Rohit Chopra’s Track Record

Chopra’s tenure at the CFPB produced a specific and well-documented set of priorities. Often, these priorities came in the form of industry guidance bulletins from the CFPB’s newsroom. Compliance teams should be familiar with them, and they are likely to inform how the DFPI and the broader BCSA approach policy & enforcement under his leadership.

  • Junk fees and fee transparency: Chopra made fee disclosure a signature issue at the CFPB, pursuing institutions for RESPA-adjacent fee bundling, surprise charges, and opaque pricing structures. The DFPI already has authority over these areas under California’s Consumer Financial Protection Law (CCFPL). We expect that authority to be used more aggressively.
  • Repeat offender accountability: At the CFPB, Chopra pushed consistently for consequences that followed individuals, not just institutions.

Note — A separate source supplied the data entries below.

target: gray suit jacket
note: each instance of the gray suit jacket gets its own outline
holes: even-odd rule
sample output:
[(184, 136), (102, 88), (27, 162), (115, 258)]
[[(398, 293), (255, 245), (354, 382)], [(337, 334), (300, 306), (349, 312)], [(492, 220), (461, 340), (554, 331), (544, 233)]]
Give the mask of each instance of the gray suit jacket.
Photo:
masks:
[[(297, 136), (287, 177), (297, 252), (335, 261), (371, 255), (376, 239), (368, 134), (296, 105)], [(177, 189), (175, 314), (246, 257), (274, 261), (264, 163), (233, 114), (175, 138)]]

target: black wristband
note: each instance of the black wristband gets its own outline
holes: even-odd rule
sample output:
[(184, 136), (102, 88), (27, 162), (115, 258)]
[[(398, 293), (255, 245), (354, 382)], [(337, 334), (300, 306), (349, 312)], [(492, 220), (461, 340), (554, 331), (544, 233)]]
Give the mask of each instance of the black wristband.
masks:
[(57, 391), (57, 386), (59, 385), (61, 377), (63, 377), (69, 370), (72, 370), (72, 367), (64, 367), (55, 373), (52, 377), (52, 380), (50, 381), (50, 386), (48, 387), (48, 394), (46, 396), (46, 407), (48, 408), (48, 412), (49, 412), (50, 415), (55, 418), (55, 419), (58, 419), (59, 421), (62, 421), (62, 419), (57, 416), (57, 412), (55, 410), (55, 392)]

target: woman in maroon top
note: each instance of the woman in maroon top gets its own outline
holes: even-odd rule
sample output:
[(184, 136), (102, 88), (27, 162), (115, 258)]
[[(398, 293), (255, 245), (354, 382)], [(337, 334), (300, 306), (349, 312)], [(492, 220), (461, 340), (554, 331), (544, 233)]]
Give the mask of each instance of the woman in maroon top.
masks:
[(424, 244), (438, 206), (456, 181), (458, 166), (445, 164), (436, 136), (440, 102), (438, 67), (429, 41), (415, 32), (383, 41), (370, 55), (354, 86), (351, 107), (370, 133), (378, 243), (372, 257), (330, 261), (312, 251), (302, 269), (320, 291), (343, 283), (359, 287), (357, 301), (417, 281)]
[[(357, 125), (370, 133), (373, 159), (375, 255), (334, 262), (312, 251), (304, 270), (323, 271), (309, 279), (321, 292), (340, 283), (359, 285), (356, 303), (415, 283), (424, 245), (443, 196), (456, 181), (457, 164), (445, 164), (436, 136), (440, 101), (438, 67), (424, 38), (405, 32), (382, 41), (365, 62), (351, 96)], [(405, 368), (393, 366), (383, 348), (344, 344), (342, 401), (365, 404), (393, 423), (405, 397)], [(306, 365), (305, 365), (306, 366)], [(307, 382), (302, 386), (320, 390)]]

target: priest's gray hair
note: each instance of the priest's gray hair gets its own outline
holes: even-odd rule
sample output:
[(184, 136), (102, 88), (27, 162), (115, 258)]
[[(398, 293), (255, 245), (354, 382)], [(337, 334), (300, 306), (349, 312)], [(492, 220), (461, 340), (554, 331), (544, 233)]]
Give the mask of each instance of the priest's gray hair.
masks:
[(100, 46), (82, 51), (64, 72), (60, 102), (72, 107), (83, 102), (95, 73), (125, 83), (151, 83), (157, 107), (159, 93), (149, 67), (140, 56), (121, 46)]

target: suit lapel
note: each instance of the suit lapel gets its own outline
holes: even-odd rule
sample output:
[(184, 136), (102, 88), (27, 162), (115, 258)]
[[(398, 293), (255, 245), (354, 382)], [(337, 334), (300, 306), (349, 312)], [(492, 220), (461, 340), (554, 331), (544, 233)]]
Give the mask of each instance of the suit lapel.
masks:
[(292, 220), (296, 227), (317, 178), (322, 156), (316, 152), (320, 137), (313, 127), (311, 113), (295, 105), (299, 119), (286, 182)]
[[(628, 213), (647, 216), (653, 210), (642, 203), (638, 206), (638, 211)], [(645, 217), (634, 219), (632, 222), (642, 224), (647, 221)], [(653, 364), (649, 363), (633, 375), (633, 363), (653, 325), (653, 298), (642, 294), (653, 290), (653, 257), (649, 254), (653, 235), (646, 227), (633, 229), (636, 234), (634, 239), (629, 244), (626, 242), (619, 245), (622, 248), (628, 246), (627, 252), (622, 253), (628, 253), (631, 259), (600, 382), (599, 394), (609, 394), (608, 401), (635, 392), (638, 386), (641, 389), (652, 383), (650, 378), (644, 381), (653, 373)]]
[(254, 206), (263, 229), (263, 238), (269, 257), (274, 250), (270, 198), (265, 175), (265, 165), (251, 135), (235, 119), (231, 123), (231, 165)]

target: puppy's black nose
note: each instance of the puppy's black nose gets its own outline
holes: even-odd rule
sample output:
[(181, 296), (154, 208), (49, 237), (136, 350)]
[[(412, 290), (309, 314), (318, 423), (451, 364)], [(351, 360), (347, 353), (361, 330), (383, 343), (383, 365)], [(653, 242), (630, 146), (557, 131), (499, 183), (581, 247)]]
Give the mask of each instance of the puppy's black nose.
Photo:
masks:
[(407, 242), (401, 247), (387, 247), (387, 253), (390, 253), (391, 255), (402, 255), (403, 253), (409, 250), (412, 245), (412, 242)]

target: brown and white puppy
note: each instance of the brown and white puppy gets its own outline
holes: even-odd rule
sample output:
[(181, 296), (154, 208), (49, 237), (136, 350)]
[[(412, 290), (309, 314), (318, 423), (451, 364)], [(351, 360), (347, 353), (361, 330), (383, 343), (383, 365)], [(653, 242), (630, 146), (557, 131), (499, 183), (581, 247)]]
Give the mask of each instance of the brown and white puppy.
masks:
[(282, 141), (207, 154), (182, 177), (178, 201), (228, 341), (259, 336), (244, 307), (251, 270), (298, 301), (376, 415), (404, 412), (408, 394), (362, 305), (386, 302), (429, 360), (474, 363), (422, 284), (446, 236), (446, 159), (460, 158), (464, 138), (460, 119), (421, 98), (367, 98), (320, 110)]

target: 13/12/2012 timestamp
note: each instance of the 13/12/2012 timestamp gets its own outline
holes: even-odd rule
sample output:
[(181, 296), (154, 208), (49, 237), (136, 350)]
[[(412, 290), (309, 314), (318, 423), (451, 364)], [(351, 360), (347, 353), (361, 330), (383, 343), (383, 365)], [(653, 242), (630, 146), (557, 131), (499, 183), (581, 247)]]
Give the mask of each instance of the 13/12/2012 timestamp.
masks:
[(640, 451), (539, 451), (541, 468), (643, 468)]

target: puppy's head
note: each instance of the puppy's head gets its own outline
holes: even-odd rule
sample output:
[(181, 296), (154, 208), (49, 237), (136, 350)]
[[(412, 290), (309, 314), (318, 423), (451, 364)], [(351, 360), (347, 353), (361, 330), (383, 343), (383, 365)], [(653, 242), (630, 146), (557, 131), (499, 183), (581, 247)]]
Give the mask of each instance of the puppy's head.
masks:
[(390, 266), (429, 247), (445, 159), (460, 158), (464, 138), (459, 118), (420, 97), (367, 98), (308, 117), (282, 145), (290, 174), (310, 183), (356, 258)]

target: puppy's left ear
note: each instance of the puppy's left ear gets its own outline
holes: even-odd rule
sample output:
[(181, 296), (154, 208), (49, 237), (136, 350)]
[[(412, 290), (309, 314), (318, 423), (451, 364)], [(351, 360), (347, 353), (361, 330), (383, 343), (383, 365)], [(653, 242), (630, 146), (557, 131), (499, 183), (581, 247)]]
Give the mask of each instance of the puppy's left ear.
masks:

He sought to strengthen mechanisms for holding executives and compliance officers personally liable when systemic violations were found.
  • Fair lending and digital redlining: Chopra’s CFPB pursued fair lending cases, including in digital advertising contexts the targeting and suppression of audiences in social media and search advertising that results in differential access to credit.
  • Open banking and data rights: Chopra pushed the CFPB’s rulemaking on consumer financial data access. California has its own privacy and data rights framework under the CCPA. We expect coordination between BCSA’s data protection posture and financial services supervision.

The New BCSA

The BCSA is not a rebranding exercise, but a structural consolidation of several agencies with direct jurisdiction over financial services, real estate, and consumer products. Relevant entities brought under the BCSA umbrella include the Department of Financial Protection and Innovation (DFPI) — the state’s primary financial services regulator — and the Department of Real Estate (DRE). Also included are the Department of Consumer Affairs, the Department of Cannabis Control, the Department of Alcoholic Beverage Control, and others.

What Compliance Teams Should Do Today

The BCSA launches July 1, 2026. Now is the right moment to assess California compliance posture against the enforcement priorities Chopra has previously demonstrated throughout his career.

  • Policy: Review California-specific compliance policies for fee disclosure, fair lending, and advertising governance. If those policies were last updated against a federal examination framework, they may not adequately address CCFPL obligations or DFPI examination standards.
  • Documentation: Chopra’s enforcement philosophy has consistently emphasized that compliance programs need to be documented well enough to demonstrate institutional intent. An undocumented compliance review is not a compliance review. Build the paper trail.
  • Training: field officers in California need to understand not just federal Reg B and RESPA obligations, but their parallel CCFPL and DRE responsibilities. If training programs are federally oriented, close the gap.

Conclusion

The dual-regulator environment in California has always required attention. With the BCSA launch and Chopra at its helm, it requires more active compliance management than ever. Compliance teams have time to re-assess their compliance risk for CA; just don’t wait too long to apply the Chopra lens to your institution’s practices.